[D] Why choose an H100 over an A100 for LLM inference?

faschu@alien.top · 2 years ago

[D] Why choose an H100 over an A100 for LLM inference?

norcalnatv@alien.top · 2 years ago

There was quite a detailed technical blog published when H100 was announced with plenty of of comparison to A100.

cyril1991@alien.top · 2 years ago

The H100 is more recent and beefier. It is also more interesting to use it for the multi-instance GPU (MIG) feature where you “split it” for use on different workloads, so you could run multiple LLMs in parallel. The A100 has the same feature, but less memory/compute to split.

I_will_delete_myself@alien.top · 2 years ago

A100 is like a 3070ti with 80gb Vram. H100 is like a 4090 with 80gb of ram and optimized hardware for transformers.

Annual-Minute-9391@alien.top · 2 years ago

Why a 3070ti? I would have guessed 3090? Something with clocks?

I_will_delete_myself@alien.top · 2 years ago

They have around the same amount of cuda cores. Normally the bigger the cuda cores the higher the inference

RobbinDeBank@alien.top · 2 years ago

More tensor and cuda cores mean higher inference and training speed right? Do inference and training get the same benefit from those cores?

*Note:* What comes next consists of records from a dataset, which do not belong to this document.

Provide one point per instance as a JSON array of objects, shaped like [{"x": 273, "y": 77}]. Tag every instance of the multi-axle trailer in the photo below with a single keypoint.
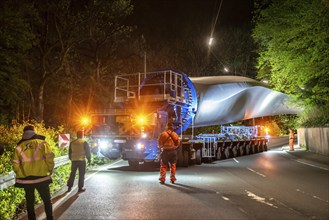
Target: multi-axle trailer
[{"x": 148, "y": 101}]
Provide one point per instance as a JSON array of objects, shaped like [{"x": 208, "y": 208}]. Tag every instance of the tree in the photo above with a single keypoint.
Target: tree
[
  {"x": 74, "y": 53},
  {"x": 15, "y": 39},
  {"x": 293, "y": 38}
]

redditfriendguy@alien.top · 2 years ago

I don’t think fp8 is a real thing

Substantial-Job1405@alien.top · 2 years ago

From my personal experience, I think h100 provides better performance when it comes to Low Level Machine Learning. The data processing speed is significantly faster compared to the a100, which can make a big difference when it comes to projects that take time to compete.

pm_me_your_pay_slips@alien.top · 2 years ago

A100s and H100s are great for training, but a bit of a waste for inference.

SnooHesitations8849@alien.top · 2 years ago

H100 and A100 are best for training. H100 is optimized for lower precision (8/16 bits) and optimized for transformer. A100 is still very good but not that much. A100 is still very GPU-like. Wwhile H100 is a transformer-accelerator.

Using them for inference is not the best econ-friendly though.

3DHydroPrints@alien.top · 2 years ago

H100 was additionally specialized to have higher performance for transformer models. I think it is about 8x faster than a A100 for transformers, but don’t nail me down on it

Gurrako@alien.top · 2 years ago

At first I thought that number was almost unbelievably high. It appears it can be 8x faster when using FlashAttention and a multi-GPU setup. Without multi-gpu and flash attention, it is a bit more than 2x faster.

Source: https://lambdalabs.com/blog/flashattention-2-lambda-cloud-h100-vs-a100

3DHydroPrints@alien.top · 2 years ago

Thanks for clarifying:)

TwistedBrother@alien.top · 2 years ago

Sure but isn’t it the case that the H100 is what can sustain such a high throughput system whereas A100s are generally independent?